The Consumer Financial Protection Bureau (CFPB) has issued a significant directive to creditors, reminding them that an applicant’s immigration status must be considered when assessing their ability to repay mortgages and certain open-end credit products. Released on Friday, June 5, the statement underscores that this consideration is an integral part of creditors’ obligations under the Truth in Lending Act (TILA) and its implementing Regulation Z.
According to the CFPB, the emphasis on immigration status stems from the potential for removal from the United States to disrupt a consumer’s income. The agency’s statement, which was posted on the Federal Register’s public inspection issue on Friday and is scheduled for official publication on Monday, June 8, explicitly states, “This statement emphasizes to creditors that these requirements may obligate consideration of a consumer’s immigration status, especially where removal from the United States may disrupt the consumer’s income.”
Russ Vought, who serves as the director of the Office of Management and Budget (OMB) and acting director of the CFPB, previewed this impending guidance on Thursday, June 4, via a post on X. Vought’s social media communication, which included a link to a Fox Business report on the then-forthcoming statement, unequivocally asserted, “An individual’s illegal immigration status must be factored into their ‘ability to repay’ under the Truth in Lending Act.”
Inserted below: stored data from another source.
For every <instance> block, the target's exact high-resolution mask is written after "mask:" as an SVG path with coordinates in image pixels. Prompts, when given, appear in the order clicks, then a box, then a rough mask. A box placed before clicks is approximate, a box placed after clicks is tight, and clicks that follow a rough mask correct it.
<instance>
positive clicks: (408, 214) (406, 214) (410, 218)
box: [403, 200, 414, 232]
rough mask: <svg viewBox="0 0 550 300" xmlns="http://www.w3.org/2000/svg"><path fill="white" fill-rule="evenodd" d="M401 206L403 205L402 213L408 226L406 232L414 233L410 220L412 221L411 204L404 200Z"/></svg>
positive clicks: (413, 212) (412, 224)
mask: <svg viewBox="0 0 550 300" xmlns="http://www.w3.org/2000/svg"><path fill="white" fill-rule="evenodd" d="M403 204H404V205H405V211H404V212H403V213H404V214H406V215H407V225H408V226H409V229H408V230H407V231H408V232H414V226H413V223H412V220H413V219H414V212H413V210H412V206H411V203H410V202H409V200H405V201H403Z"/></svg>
The CFPB’s guidance outlines several avenues through which creditors might ascertain an applicant’s immigration status, or lack thereof. Creditors may learn that an applicant may not be lawfully present in the country, and thus at risk of removal, through direct inquiry. Other indicators could include an applicant’s use of identification methods typically issued to individuals without proof of legal residency, or information gleaned from other sources. Such information, the agency notes, could signal that an applicant might be unable to earn income should they be removed from the United States.
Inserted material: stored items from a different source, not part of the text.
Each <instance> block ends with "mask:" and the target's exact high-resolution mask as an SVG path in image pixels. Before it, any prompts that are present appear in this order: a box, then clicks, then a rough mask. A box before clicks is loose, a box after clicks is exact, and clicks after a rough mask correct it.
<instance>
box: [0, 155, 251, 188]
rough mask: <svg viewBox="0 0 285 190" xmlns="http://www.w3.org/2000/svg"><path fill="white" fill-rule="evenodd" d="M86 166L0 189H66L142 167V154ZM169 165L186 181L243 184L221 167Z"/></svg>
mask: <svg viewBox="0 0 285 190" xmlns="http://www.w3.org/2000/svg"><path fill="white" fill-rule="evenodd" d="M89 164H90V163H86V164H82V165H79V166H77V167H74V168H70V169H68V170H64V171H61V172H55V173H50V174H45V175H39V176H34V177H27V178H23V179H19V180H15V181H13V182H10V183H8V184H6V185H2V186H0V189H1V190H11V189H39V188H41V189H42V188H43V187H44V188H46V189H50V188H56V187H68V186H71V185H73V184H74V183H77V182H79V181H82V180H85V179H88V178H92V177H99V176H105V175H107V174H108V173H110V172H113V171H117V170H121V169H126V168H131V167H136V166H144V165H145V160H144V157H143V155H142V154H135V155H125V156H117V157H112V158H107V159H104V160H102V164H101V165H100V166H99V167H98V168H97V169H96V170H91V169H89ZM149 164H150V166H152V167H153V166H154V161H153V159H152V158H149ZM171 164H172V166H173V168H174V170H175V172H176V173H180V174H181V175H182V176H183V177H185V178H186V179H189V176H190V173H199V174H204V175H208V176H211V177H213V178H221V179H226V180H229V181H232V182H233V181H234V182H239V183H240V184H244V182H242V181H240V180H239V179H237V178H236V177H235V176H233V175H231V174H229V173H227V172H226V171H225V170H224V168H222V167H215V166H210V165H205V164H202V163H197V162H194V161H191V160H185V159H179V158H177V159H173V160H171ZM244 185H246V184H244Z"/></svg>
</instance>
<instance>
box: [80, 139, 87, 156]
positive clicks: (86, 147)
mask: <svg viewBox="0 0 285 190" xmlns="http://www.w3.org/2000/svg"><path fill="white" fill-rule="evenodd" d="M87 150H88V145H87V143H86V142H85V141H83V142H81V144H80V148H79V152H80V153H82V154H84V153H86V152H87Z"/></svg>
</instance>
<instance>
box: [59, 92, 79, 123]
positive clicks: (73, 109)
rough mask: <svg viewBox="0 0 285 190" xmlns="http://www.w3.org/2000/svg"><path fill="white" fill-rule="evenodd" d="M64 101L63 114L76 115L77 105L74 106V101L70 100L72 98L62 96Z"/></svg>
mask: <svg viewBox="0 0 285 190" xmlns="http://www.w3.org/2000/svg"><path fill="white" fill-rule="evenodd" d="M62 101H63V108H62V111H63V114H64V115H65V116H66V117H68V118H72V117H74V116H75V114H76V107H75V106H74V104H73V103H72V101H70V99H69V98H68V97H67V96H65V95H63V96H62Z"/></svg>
The Bureau’s position is clear regarding compliance. “The Bureau expects compliance with law and failure to account for such a reasonably expected change in income may not comply with a creditor’s obligation to reasonably assess a borrower’s ability to repay the loan or line of credit sought,” the CFPB stated. This serves as a stern reminder to lenders about the potential ramifications of overlooking this critical factor in their underwriting processes.
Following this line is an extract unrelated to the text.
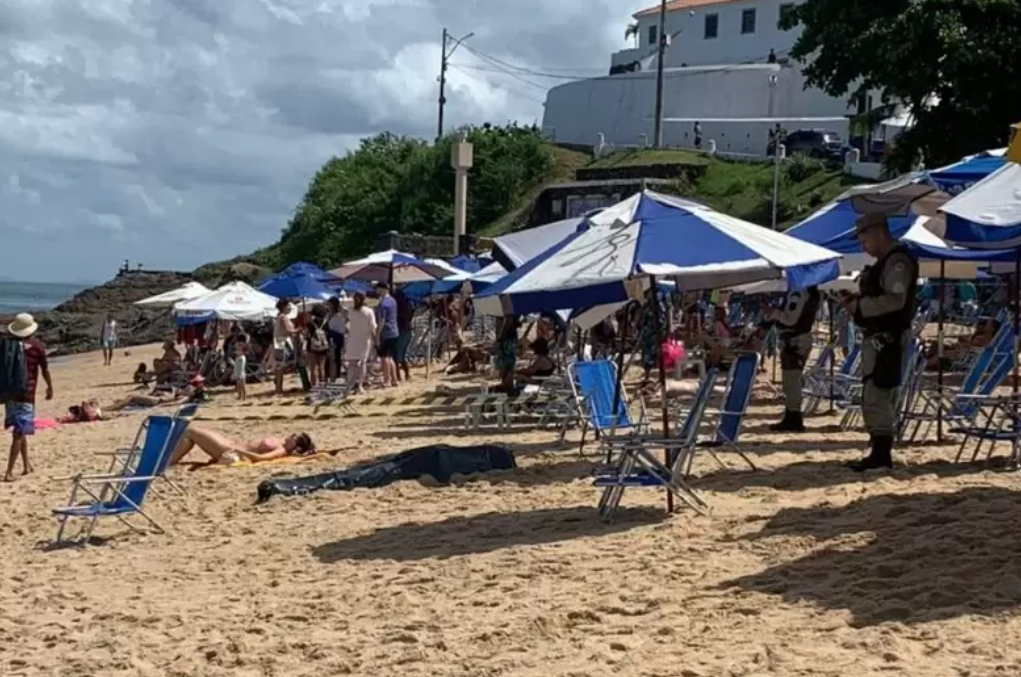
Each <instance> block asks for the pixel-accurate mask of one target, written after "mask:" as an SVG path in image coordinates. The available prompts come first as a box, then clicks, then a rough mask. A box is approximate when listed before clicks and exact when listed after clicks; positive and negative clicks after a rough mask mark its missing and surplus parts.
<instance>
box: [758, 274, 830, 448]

Reversal of Previous Stance
This latest guidance marks a notable reversal from a previous stance taken by the CFPB. In January, the CFPB, in conjunction with the Department of Justice, withdrew a joint statement issued in 2023. That earlier statement had cautioned lenders against considering an applicant’s immigration status when extending credit. The withdrawn guidance had specifically warned lenders that policies related to a borrower’s status could potentially violate provisions of the Equal Credit Opportunity Act (ECOA) and its implementing Regulation B, which prohibit discrimination based on protected classes such as race and national origin.
In a January press release announcing the withdrawal of the 2023 joint statement, Russ Vought provided context for the policy shift. He highlighted that ECOA regulations have, for decades, permitted lenders to consider borrowers’ residence status and other relevant information. Vought articulated the rationale behind the withdrawal, stating, “We are correcting the last administration’s attempt to ignore these well-accepted and common-sense principles of our nation’s fair lending laws.” This indicates a deliberate effort to realign CFPB policy with what Vought described as long-standing and common-sense principles within fair lending legislation.
Implications for Creditors
The updated guidance from the CFPB places a renewed onus on creditors to meticulously evaluate an applicant’s immigration status as a component of their ability-to-repay assessment. For institutions engaged in mortgage lending and offering certain open-end credit products, this means integrating potential immigration-related income disruption into their risk models and compliance frameworks. The clarity provided by the CFPB’s statement, particularly its emphasis on TILA and Regulation Z requirements, aims to eliminate ambiguity for lenders navigating complex credit assessment criteria.
The CFPB’s latest directive solidifies the expectation that lenders must proactively consider the stability of an applicant’s income, extending this consideration to include the potential impact of their immigration status. This move reinforces the Bureau’s commitment to ensuring that credit decisions accurately reflect a borrower’s genuine capacity to fulfill their financial obligations, thereby fostering a more robust and compliant lending environment.